L’exploitation minière artisanale et à petite échelle (EMAPE) constitue une importante source d’emplois et de revenus pour des milliers de ménages au Togo. Selon l’inventaire national réalisé en 2021, le secteur mobilise 9 825 travailleurs, dont 85 % de nationalité togolaise et près de 48 % de femmes.
Malgré son importance socio-économique, le secteur reste confronté à plusieurs défis, notamment un niveau élevé d’informalité, des risques sécuritaires et environnementaux, ainsi que des difficultés liées à la traçabilité de la production. Dans ce contexte, la formalisation de l’EMAPE apparaît comme une priorité stratégique pour les pouvoirs publics.
La coopérative, un outil de structuration
La création de coopératives ne constitue pas une finalité en soi. Elle représente plutôt un levier essentiel pour mieux encadrer, organiser et professionnaliser les exploitants artisanaux.
En se regroupant au sein de structures organisées, les artisans miniers peuvent notamment :
- faciliter l’obtention des autorisations et l’accomplissement des démarches administratives ;
- améliorer leur accès aux financements, aux équipements modernes et aux formations techniques ;
- renforcer la sécurité sur les sites d’exploitation et promouvoir de meilleures pratiques environnementales ;
- optimiser la commercialisation des produits et assurer une meilleure traçabilité de la production.
Cette dynamique de structuration est activement soutenue par la Direction générale des mines et de la géologie (DGMG), l’Agence nationale de gestion de l’environnement (ANGE), les collectivités territoriales ainsi que le Projet de développement et de gouvernance minière (PDGM).

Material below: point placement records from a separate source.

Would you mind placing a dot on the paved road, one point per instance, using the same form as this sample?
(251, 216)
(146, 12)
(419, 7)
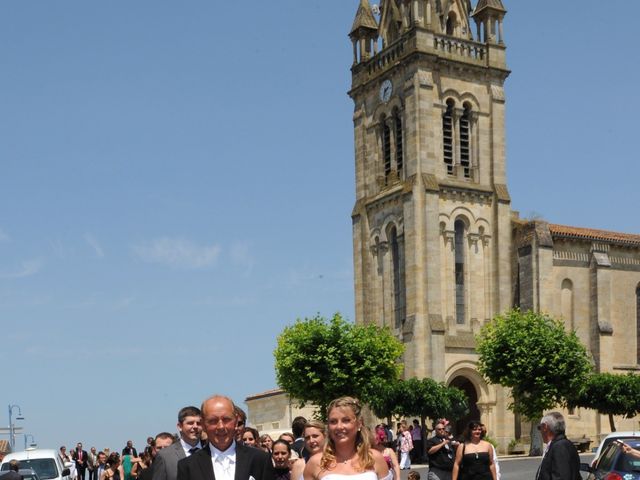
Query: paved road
(512, 468)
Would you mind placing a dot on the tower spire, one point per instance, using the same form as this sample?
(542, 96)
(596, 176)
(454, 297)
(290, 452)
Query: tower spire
(364, 33)
(486, 14)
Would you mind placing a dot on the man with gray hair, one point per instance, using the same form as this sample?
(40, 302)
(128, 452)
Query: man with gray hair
(560, 460)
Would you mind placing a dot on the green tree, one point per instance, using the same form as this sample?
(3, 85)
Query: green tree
(318, 360)
(610, 394)
(384, 399)
(535, 356)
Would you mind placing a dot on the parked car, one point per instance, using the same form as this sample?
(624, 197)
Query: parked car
(624, 436)
(25, 473)
(44, 462)
(614, 464)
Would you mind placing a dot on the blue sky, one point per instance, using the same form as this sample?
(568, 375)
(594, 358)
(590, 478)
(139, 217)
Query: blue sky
(177, 182)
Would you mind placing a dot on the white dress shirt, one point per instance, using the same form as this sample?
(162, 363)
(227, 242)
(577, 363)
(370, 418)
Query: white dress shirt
(224, 463)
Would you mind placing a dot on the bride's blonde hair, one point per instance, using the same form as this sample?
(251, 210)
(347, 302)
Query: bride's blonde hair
(363, 445)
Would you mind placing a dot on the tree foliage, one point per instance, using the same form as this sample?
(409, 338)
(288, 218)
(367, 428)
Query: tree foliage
(422, 398)
(533, 355)
(318, 360)
(609, 394)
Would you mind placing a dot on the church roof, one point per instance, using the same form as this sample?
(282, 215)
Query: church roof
(268, 393)
(590, 234)
(364, 17)
(495, 4)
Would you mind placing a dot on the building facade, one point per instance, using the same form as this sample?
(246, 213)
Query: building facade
(438, 250)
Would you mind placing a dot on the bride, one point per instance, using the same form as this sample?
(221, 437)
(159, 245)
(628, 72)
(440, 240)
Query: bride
(347, 451)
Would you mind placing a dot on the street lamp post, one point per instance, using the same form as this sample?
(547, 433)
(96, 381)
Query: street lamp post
(12, 430)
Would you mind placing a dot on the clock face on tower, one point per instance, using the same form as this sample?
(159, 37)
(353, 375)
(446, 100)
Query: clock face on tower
(386, 89)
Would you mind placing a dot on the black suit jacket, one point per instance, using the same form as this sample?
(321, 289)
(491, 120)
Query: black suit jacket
(561, 462)
(250, 462)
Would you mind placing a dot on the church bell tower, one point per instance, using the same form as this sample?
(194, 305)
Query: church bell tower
(432, 218)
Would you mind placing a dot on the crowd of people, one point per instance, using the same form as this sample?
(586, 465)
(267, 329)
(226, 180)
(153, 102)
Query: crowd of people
(214, 442)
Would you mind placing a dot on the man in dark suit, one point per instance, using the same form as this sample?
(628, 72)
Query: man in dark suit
(560, 460)
(161, 441)
(165, 465)
(223, 458)
(80, 457)
(129, 449)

Un cadre juridique adapté aux réalités du secteur
Afin de mieux prendre en compte les spécificités de l’exploitation minière artisanale et à petite échelle, le législateur togolais a prévu un régime juridique et fiscal adapté aux réalités du secteur.
Ces dispositions concernent notamment l’octroi de titres miniers spécifiques, des modalités particulières de participation de l’État ainsi que des règles adaptées à la perception de certaines redevances minières.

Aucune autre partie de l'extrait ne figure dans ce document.